Dealing with Inaccurate Government Data

by

Developers are good at getting bits to line up, importing data and getting great conclusions out of it. Designers are great at making things look great and making those conclusions and bits easily digestible. But in all the apps I’ve seen, they all ultimately suffer from the same fatal flaw: accuracy.

As developers we must not only focus on making compelling visualizations and user experiences out of the data we pull out of government, but also make the information we get as accurate as possible. We must do a better job than government does — and this is difficult, because we’re taking inaccurate data that comes from government.

Journalists know this. The folks at Realtime caution us almost every time with projects that we release. There’s nuances to nearly every dataset (especially the ethics kind) that comes from government that journalists have compiled after years of experience in working with the data. The Center for Responsive Politics has built a strong, sustainable brand around their FEC data not only because they make the data accessible, but because it gets refined with human eyes both to add value but also to add accuracy.

When developers alone tackle the problem, they tend to worry about taking a dataset, putting it in some kind of database, mashing that data up with other data, and making a thoughtful useful tool. But rarely do they worry about the accuracy of the data they’re providing.
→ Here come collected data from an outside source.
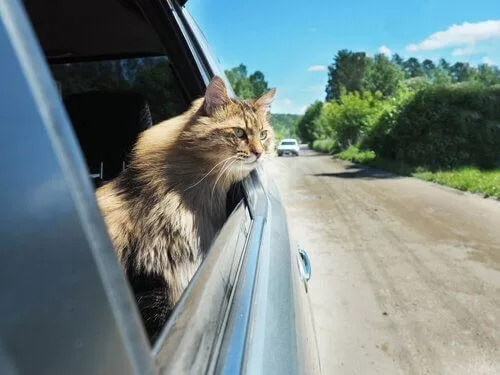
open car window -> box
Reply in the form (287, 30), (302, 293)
(21, 0), (248, 350)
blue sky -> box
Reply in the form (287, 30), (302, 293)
(187, 0), (500, 114)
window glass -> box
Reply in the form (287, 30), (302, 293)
(51, 56), (187, 123)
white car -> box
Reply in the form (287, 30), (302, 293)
(277, 138), (300, 156)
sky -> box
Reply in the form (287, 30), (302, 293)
(187, 0), (500, 114)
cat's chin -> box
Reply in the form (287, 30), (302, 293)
(230, 158), (261, 176)
(240, 154), (260, 165)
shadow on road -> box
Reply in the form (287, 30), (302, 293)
(312, 166), (401, 180)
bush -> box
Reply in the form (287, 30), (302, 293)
(335, 145), (376, 163)
(319, 91), (388, 149)
(370, 85), (500, 169)
(312, 139), (336, 153)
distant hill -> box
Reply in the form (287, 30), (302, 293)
(270, 113), (300, 140)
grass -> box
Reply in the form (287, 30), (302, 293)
(334, 145), (500, 199)
(312, 139), (335, 153)
(413, 168), (500, 199)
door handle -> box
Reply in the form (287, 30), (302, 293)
(298, 248), (311, 282)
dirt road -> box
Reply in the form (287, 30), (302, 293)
(268, 149), (500, 375)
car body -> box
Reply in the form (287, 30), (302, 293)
(0, 0), (320, 374)
(277, 138), (301, 156)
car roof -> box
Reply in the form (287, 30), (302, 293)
(281, 138), (298, 142)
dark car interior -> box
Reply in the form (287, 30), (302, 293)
(23, 0), (244, 337)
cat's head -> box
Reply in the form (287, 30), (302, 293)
(181, 76), (276, 181)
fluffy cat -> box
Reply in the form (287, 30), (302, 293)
(96, 76), (275, 340)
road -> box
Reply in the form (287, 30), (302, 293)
(267, 149), (500, 375)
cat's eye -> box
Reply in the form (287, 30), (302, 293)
(234, 128), (246, 138)
(260, 130), (268, 140)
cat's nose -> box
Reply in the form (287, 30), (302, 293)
(253, 150), (262, 158)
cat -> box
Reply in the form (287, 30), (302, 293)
(96, 76), (275, 341)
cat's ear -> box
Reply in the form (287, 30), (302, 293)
(204, 76), (230, 114)
(254, 88), (276, 109)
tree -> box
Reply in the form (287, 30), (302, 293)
(225, 64), (247, 86)
(476, 64), (500, 86)
(296, 101), (323, 144)
(326, 50), (368, 100)
(364, 54), (404, 97)
(422, 59), (436, 79)
(403, 57), (424, 78)
(438, 58), (451, 73)
(248, 71), (268, 97)
(449, 62), (476, 82)
(224, 64), (269, 99)
(433, 68), (453, 85)
(391, 53), (404, 68)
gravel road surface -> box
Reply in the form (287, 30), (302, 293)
(268, 149), (500, 375)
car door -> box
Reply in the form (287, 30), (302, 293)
(1, 0), (320, 373)
(0, 1), (154, 374)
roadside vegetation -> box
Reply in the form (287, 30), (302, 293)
(225, 57), (500, 198)
(294, 51), (500, 199)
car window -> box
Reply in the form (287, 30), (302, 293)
(281, 141), (297, 146)
(51, 56), (187, 123)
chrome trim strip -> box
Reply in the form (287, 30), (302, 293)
(214, 216), (265, 375)
(153, 202), (251, 374)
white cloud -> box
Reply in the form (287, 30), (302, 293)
(482, 56), (495, 65)
(307, 65), (327, 72)
(378, 45), (392, 57)
(298, 105), (308, 114)
(451, 46), (476, 56)
(406, 20), (500, 52)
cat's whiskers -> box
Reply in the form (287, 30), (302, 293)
(211, 158), (237, 198)
(184, 155), (237, 192)
(209, 157), (233, 196)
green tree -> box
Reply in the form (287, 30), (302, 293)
(320, 91), (387, 148)
(297, 101), (323, 144)
(403, 57), (424, 78)
(432, 68), (453, 85)
(391, 53), (404, 68)
(449, 62), (476, 82)
(476, 63), (500, 86)
(364, 54), (404, 97)
(438, 59), (451, 74)
(326, 50), (368, 100)
(422, 59), (436, 79)
(225, 64), (269, 99)
(248, 71), (268, 97)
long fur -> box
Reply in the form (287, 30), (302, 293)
(96, 78), (275, 340)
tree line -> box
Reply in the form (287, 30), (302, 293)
(325, 50), (499, 101)
(297, 49), (500, 171)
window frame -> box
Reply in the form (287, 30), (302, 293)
(1, 0), (284, 372)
The best of developers face this problem. Aaron Swartz, faced it with Watchdog.net which we funded last year. He built an elegant platform mashing up data from all kinds of places and partners to get a singular view of a Member of Congress. He got data from OpenSecrets about campaign contributions and data from Taxpayers for Common Sense about earmarks. He got data from Congress and lobbyists and built his system. And none of the data on that site is trustworthy. Check this out:

Lobbyist Contributions (watchdog.net)

a 2.3MM contribution? To the untrained and unknowledgable eye, this can be assumed as fact, but to someone with some knowledge of the FEC, this is immediately discreditable. The FEC only allows campaign contributions of $2,300 to campaigns.

But it isn’t a bug in Aaron’s code, it is a bug in the system. Going upstream, you can see straight from the source that those million dollar contributions are being reported even though they’re completely illegal. Likely, someone put a comma where they meant to put a zero, and those are simply just $2,300 campaign contributions. But the question then arises: whose responsibility is it?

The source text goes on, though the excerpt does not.